Home solar batteries cost an average of $8,526 in Arizona after the federal tax credit, according to EnergySage.

But they can be well worth the cost, especially in Arizona:

  • Batteries improve the economics of home solar under net billing because instead of sending excess energy back to the grid at a lower credit, you can store the energy to use later.

  • Most Arizona solar customers are required to be on a time-of-use (TOU) electricity rate, under which electricity rates are lower at times of low demand and higher at times of high demand. You may use more electricity in your home when you return home from work, demand is high, and the sun is going down so your panels are generating less electricity. A battery can lower your costs by storing the electricity your panels generate during the day for your use in the evening.

  • Some of the TOU rate plans in Arizona include demand charges, which are based on spikes in your energy demand. Your home could be using a relatively small amount of energy, but spikes during these times can increase your electricity bill dramatically. As with TOU rates, batteries can lower demand charges significantly by storing electricity that you can use during peak use times.
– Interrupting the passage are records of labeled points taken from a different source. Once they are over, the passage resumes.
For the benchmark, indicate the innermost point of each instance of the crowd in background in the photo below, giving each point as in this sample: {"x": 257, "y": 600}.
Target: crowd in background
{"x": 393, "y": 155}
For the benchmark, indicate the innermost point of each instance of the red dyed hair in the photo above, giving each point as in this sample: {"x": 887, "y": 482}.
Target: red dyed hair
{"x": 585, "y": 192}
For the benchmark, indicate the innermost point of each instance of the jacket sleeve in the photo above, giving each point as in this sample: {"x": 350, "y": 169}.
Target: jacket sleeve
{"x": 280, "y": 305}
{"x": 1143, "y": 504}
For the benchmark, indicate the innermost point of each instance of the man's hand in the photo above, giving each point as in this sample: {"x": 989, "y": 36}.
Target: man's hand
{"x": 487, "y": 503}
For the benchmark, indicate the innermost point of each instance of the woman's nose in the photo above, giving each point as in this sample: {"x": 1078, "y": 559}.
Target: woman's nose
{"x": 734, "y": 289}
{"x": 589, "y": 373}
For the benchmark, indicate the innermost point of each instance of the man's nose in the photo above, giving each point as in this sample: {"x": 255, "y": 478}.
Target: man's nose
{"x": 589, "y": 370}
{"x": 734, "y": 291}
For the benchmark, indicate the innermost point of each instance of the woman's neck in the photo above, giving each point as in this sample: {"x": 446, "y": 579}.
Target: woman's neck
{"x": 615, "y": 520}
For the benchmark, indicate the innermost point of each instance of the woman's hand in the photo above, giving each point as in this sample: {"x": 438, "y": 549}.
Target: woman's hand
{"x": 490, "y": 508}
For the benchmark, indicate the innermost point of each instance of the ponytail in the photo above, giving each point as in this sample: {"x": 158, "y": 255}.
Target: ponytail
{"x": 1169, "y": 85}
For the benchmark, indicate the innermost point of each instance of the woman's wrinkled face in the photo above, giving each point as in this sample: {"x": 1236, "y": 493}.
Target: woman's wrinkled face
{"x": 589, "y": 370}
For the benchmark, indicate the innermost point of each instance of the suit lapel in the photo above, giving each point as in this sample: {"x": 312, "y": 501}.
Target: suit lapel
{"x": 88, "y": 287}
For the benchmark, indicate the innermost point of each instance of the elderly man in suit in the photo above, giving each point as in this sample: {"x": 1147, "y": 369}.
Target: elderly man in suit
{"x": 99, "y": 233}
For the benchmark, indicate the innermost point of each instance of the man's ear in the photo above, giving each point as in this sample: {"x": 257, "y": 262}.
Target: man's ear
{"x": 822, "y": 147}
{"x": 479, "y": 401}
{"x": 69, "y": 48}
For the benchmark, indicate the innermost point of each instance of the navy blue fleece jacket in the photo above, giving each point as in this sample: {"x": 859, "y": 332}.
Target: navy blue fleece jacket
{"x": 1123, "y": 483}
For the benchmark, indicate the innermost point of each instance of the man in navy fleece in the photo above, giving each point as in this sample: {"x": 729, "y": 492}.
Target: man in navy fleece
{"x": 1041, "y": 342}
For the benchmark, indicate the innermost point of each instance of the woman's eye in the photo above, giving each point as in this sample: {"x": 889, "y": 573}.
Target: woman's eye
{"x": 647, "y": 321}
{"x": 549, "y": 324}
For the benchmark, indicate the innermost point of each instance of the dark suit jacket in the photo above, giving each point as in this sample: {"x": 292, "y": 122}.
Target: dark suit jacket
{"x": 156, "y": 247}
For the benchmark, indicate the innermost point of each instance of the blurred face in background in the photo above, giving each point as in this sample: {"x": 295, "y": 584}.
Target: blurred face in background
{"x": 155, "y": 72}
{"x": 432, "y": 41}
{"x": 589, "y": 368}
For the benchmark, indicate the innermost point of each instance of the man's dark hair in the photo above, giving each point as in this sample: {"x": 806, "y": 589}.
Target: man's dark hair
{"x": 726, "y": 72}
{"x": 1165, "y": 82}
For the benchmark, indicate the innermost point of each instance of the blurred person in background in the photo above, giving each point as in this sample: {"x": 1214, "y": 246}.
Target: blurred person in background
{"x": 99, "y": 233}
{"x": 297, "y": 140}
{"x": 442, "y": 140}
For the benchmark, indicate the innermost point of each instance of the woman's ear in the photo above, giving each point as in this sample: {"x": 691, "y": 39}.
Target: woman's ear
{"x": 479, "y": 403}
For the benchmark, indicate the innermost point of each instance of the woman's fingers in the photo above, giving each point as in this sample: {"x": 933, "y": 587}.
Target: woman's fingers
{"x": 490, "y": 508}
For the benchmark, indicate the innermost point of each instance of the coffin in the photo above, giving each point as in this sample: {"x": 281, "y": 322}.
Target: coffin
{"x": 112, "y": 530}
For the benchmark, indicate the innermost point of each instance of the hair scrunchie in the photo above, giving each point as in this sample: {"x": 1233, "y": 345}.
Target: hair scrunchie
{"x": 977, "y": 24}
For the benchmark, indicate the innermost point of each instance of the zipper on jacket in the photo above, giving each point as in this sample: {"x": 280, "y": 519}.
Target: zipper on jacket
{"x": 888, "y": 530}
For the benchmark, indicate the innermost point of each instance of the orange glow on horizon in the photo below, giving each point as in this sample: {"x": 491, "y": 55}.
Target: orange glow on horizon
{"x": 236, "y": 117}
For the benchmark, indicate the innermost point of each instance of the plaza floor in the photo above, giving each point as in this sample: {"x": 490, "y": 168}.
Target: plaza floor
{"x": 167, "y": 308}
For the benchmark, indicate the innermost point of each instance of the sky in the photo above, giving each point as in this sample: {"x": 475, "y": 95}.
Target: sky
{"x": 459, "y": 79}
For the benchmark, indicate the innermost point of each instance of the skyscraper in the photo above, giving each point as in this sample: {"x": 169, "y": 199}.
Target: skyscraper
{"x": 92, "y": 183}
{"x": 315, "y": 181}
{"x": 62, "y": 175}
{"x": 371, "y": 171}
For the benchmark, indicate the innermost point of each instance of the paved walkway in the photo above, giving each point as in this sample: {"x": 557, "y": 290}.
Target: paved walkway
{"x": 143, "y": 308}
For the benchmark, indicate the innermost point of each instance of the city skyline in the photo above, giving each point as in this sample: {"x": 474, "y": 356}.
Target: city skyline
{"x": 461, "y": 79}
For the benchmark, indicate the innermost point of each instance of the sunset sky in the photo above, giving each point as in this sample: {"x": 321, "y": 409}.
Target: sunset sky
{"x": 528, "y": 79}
  • With more heat waves straining the power grid, batteries provide reliable energy backup. Solar alone won’t keep your home powered during an outage, because systems are designed to shut off if there’s an outage to ensure the safety of utility workers.

Like solar costs, battery costs are expected to keep falling, and technologies are constantly improving. Arizona is beginning to offer residential customers demand response programs, which help avoid strain on the power grid by incentivizing customers to shift their energy use to times when demand is lower. With a home solar battery, you can get the most out of these programs.

Frequently asked questions

To get cost estimates for solar for your home, you can contact local solar installers and get free quotes; it’s a good idea to get a few quotes to compare, and Solar United Neighbors can help you do the comparison. Installers will start by looking at your electric bill and an online view of your house to get you an initial quote, before making a site visit to check things like the condition of your roof.

Under net metering, or NEM, the solar-generated electricity you send back to the grid is compensated at a retail rate. Under net billing, referred to in Arizona as RCP, the electricity you send back to the grid is compensated at a lower rate — in some cases the avoided cost rate, or the value of that electricity to the grid at the time when it goes back to the grid. Your system will usually send the most electricity to the grid during the middle of the day, when demand is lower. That means that under the avoided cost rate, it will be considered lower-value and credited at a much lower rate than it would have been under NEM.

Yes. If energy storage isn’t right for you at the moment, you can still go solar now and add a battery later when costs come down. Unlike solar, energy storage will not be affected by future cuts to Arizona’s RCP net billing export rate.